I think we have time for one or two questions from the audience. Does anybody have a question? Right?

So, great talk. Thank you very much. Let's check between enterprise and consumer facing infrastructure, especially for consumer facing LLM infrastructure, what's special about it, and are there any innovative ways today to our hosting for consumer facing apps such as digital companion are all personal agents. So

so we actually can hear clearly there. So my question is, between enterprise and consumer facing application, what's special about the consumer facing LM infrastructure, especially for digital campaigning and the personal agents and also other innovative ways today to host,

yep, so that, sorry, a bit of additional technical difficulties, but we're looking at the difference between enterprise grade solutions and individual consumer level solutions. What are the differences in how we support that infrastructure, especially with regards to personal agents, and is the infrastructure today able to support those those personal agents looking forward?

I think the to the enterprise side and to the consumer side is difference for enterprise side, normally, we are using the enterprise or their self, own datas to do more fine training, although also to the rack, just retrieval, agreement, search.
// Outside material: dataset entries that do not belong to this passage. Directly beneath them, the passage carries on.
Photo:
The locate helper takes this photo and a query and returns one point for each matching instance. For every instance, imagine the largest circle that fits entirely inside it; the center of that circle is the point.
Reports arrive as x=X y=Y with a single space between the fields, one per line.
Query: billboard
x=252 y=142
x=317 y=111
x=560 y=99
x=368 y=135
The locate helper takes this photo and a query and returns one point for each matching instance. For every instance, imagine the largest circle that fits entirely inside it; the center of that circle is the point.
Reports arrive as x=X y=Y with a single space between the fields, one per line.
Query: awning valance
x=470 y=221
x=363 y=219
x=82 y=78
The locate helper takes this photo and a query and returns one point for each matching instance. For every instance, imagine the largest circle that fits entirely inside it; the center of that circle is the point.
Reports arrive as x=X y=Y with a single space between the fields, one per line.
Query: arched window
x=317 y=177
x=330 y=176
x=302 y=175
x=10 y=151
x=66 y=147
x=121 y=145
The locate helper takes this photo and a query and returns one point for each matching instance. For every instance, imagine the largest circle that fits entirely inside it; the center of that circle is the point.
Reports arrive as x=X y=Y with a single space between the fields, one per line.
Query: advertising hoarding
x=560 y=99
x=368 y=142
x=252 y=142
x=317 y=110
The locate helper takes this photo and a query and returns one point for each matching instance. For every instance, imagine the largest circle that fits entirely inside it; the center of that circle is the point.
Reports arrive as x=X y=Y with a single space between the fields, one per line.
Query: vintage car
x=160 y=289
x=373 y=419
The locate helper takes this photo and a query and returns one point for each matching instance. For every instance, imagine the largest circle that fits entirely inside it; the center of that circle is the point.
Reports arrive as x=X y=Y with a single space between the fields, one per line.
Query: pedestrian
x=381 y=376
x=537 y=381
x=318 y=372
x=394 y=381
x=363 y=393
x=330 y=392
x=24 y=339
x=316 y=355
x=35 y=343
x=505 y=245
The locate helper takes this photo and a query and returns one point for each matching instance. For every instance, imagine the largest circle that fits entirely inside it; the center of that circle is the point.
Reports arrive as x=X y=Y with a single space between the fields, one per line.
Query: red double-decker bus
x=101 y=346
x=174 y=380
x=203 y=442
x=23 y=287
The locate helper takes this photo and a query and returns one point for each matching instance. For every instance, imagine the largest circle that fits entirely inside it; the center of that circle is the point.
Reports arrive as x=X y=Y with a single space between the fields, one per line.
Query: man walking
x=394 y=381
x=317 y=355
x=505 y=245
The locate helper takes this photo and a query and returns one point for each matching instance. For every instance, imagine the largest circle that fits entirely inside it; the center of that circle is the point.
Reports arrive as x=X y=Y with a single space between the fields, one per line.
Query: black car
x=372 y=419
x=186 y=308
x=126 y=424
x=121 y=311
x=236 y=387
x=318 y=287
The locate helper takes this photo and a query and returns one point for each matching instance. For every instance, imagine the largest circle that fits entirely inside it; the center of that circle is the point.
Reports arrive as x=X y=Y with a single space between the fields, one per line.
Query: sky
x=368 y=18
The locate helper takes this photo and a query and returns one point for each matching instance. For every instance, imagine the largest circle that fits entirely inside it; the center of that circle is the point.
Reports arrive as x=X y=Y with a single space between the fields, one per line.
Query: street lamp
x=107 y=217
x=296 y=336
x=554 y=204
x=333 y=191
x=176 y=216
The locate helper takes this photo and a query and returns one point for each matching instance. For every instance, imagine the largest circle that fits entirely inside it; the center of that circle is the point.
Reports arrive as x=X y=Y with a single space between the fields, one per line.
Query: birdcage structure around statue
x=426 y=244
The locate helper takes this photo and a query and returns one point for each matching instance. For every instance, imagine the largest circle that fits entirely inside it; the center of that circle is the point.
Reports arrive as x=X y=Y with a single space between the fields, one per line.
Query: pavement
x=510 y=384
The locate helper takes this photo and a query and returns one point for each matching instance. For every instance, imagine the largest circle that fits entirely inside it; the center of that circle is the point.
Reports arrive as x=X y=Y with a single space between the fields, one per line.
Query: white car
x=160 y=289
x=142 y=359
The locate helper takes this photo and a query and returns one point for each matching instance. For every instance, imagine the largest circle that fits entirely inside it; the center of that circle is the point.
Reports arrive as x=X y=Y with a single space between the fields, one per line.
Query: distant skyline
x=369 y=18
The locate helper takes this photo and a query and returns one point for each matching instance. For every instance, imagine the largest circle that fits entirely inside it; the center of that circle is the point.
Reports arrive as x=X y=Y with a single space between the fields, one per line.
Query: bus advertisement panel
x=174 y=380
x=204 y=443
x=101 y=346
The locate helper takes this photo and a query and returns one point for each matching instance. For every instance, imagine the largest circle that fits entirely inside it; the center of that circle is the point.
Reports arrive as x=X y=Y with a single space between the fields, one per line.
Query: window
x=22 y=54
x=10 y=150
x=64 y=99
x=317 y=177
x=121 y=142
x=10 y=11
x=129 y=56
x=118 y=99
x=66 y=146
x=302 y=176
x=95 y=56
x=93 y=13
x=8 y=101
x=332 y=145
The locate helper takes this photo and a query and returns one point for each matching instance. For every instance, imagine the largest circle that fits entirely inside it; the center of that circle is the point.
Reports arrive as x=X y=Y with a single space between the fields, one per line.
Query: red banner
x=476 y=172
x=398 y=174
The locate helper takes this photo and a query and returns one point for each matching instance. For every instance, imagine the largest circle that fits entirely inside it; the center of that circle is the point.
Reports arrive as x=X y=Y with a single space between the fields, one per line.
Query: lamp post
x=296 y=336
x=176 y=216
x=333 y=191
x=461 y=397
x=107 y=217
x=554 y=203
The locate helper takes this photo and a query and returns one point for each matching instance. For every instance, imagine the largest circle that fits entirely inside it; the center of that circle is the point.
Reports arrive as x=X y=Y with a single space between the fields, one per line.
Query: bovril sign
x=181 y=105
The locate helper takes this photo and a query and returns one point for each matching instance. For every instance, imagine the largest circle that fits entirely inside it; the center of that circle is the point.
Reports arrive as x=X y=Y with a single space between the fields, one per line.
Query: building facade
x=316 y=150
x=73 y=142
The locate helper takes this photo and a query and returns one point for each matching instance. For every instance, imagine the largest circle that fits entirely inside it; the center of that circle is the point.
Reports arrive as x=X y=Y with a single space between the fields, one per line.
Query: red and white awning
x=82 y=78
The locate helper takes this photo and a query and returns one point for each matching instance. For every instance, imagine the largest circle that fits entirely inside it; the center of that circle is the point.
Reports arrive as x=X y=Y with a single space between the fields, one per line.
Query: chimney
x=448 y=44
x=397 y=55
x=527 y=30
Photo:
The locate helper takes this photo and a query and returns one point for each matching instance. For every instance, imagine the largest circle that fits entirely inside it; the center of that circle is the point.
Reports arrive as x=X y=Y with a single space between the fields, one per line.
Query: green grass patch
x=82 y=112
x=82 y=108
So that is that is a usage is much more like the example, sales, marketing, service management and also, but for the consumer side, it's much more like a general purpose. So we have to more enhance RM abilities. That is why I just mentioned, just like the GPT four levels, models can run in the consumer side, for example. That's that's why we are hosting the Lama three nowadays. But previously, we just unissue the demo not tend to be the commercial use. Yeah.

Yeah, I was gonna say about the GPT four, oh, I think everybody was in awe when we see that came out that day, that they can enter interpret a that your facial expression, your tone, and then emotions. I think that definitely require more data, more training and more customized and personalized fine tuning in terms of an enterprise level model, yeah, I

think we have Time for one more question.

Sure. My question is, there just so much talk about llms and Gen AI in general for a CIO or a CTO. What are some of the things they should be considering as they think through like decision making process to set up a infrastructure for their enterprise? I

Okay, so from the perspective of a CIO Chief Information Officer, CTO, what are some of the key decision making factors that go into deciding the infrastructure that they want to apply?

I think the cost is maybe the most important one? Yeah, nowadays, especially, I think, for example, if you do the investment on the infrastructure side, we have faced a lot of problem. The one problem is acceleration of the technology side. We have to determine what kind of the GPU we have to use. For example, the Nvidia and others view cards just one year later is price. Maybe half goes half down. So if you do the investment and want to use for a long term, that means your the investment on the capex side will maybe have the lost. So that is why most of the, I guess most of the enterprise side will choose to to run from the cloud service provider, not build their own. That is why we want to using much more cloud services side, not like the traditional if you only want to find training or just to train a model, just using the on premise infrastructures for the inference side. I think more and more will be rented by the public cloud.

Yeah, I think they're gonna be a more alternative way to be in the market as the as the compute power provider, as a traditional way. And, yeah, I'm also looking very looking forward to that.

All right. Thank you everybody for your time. And I think the panel so and myself will be off stage if you have any further questions. Okay.